Like a hard green pea under my back keeping me from rest is this question: Who was I made to be? Who have I become instead? What are these layers I’ve worn like sweaters hiding my skin and my pain? Who gave them to me or did I knit them myself? It isn’t one question but a cascade of cross-examination. Numbers swirl, overlap, fall into place and jump right back out again. The instincts, virtues, passions, stances, motivations, centers, and wings integrate and disintegrate again only to pile up like pennies in the water. And I squint but can’t quite see.
The story of a gnarled hand on a forearm and “Sometimes I feel like a motherless child,” spoken in throaty alto, strips off another sweater fast right over my head and I suck in breath and tears surprise me.
Oh, to be green as the moss is green To be small as a pebble and round with many washings To stand straight yet supple, with hollow stem growing in the wet Or like the water, to mirror heaven Yet never conceal all that is beneath.
This came from practicing contemplative prayer, silence, solitude. I am beginning to see how these things help the layers come off to reveal the child underneath. It really is a shrinking, a becoming small in the best way. It’s only in being small that I can crawl up into Abba’s lap. He is the smell of wild patience, a triumphant sunshine without shadows. I’m really, really relieved that there are no lies between us. This sense of home is something I am learning to walk toward but also know I carry with me. It is the beautiful paradox of the now and the not yet.
I’m a white woman. You are a black man. As you walk toward me in front of the convenience store, I prepare myself. I take in your height, the depth of brown skin & the width of cheekbone, grey sweat pants & a ball cap over the durag. You could be my age: late forties. We are a match, made to rewrite the old stories. The ones our great great grandparents were told. I anticipate the moment our eyes will meet. I rehearse what my blue ones will say: I am not afraid of you; you are just like me. I honor you for the cross you bear in this life, this country. I don’t know how to lift that load, but I see it. I do not pity you, Instead I give you kindness because you are my brother.
But as our paths cross on the narrow concrete, you duck your head and cast your eyes down and shuffle just a little.
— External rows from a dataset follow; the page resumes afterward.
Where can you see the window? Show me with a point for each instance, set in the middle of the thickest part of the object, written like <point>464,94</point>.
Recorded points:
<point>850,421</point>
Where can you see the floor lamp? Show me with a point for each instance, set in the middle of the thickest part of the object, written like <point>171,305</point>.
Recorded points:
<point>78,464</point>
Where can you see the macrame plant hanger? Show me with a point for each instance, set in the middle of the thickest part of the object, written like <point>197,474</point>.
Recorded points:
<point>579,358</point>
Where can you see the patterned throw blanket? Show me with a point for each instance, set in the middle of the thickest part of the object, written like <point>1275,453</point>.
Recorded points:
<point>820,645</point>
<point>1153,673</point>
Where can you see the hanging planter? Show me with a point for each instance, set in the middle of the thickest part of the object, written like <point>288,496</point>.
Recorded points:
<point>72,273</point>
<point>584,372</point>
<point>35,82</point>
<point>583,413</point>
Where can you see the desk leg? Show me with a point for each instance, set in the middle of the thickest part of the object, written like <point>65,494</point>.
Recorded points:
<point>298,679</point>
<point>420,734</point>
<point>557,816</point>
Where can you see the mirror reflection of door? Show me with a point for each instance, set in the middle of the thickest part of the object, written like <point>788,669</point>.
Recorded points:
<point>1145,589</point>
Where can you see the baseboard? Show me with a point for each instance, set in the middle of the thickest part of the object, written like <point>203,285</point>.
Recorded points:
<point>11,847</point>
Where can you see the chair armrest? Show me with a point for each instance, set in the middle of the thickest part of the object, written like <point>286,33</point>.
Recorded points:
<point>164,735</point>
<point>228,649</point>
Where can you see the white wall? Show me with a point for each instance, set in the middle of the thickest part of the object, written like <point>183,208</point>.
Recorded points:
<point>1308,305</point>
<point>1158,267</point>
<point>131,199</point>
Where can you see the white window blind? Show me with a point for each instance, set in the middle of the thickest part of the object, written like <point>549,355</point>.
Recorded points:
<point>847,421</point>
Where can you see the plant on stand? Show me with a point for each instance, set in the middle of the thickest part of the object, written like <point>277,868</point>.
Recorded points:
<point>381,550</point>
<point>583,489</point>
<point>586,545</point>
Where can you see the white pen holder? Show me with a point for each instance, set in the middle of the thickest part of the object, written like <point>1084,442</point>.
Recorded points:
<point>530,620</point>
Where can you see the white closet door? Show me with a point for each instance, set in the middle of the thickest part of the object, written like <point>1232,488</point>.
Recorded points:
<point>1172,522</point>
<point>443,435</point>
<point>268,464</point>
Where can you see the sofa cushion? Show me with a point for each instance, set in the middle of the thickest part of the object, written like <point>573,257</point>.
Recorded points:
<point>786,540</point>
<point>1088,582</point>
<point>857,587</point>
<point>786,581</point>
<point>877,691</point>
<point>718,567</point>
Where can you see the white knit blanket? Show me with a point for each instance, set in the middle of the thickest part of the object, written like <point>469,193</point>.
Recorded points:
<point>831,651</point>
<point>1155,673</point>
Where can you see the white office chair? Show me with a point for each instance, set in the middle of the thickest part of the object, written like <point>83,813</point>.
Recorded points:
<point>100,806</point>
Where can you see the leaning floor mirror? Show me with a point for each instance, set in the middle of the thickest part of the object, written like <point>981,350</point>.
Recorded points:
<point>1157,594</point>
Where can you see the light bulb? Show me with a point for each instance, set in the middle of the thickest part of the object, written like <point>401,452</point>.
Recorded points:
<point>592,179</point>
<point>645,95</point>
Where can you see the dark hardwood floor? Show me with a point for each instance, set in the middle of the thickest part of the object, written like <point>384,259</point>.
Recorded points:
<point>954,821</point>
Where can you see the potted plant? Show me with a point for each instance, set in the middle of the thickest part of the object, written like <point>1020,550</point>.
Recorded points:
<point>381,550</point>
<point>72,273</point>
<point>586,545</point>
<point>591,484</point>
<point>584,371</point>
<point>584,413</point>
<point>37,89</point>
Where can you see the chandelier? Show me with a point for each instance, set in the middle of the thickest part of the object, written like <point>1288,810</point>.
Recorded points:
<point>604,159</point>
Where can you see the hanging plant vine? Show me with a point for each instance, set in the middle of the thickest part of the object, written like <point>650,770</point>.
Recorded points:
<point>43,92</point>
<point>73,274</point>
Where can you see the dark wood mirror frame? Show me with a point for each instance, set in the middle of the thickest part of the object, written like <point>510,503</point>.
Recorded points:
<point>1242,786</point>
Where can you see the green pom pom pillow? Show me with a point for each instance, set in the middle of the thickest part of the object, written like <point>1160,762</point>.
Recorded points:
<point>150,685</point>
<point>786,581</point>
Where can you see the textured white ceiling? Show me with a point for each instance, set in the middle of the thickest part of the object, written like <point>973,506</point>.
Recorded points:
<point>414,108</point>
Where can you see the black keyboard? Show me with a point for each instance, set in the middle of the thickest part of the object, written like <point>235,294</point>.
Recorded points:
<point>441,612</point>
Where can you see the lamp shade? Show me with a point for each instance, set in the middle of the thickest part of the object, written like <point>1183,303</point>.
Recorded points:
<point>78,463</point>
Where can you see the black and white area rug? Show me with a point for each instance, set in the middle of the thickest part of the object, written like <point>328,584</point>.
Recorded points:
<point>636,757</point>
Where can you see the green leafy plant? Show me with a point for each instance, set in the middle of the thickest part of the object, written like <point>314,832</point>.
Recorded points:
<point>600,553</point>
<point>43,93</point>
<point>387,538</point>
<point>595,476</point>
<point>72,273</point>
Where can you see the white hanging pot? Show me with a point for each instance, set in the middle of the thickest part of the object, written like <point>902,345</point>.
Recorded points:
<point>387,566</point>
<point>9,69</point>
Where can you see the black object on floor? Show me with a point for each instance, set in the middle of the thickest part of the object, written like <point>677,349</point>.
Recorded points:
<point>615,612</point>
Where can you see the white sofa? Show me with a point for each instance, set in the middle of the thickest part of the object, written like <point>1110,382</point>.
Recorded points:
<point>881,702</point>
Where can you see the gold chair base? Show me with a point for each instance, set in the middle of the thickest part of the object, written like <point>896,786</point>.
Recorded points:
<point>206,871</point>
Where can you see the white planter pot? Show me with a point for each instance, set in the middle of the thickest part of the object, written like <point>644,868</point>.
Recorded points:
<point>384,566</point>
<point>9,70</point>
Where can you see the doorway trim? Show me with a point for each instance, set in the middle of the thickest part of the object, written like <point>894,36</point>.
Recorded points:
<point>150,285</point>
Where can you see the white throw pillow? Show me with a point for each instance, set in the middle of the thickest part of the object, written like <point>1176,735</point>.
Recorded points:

I keep walking. I don’t know what to do.
There is a plumb line. And it doesn’t swing right or left. Steady and straight, it hangs in the middle, making right angles to the earth, to us. It aligns with gravity, the gravity of what is coming.
What’s to be done with a house that isn’t square? A house that is divided within itself, aligned to the acute and the obtuse. Is it to be torn down, to begin again? What’s to say we’d get it right this time? Perhaps it’s best to wait, to watch and pray, to know this world, this house, is not our home.
You once said something about many rooms in your father’s house and that you’d be preparing a place for us, a place to dwell as family. You are the master builder. Unless you build the house, we labor in vain. You are unapologetically right and incomprehensibly kind, regardless of our ability to be still long enough to perceive the truth of your string and bob. You justify that which is crooked if we will but agree.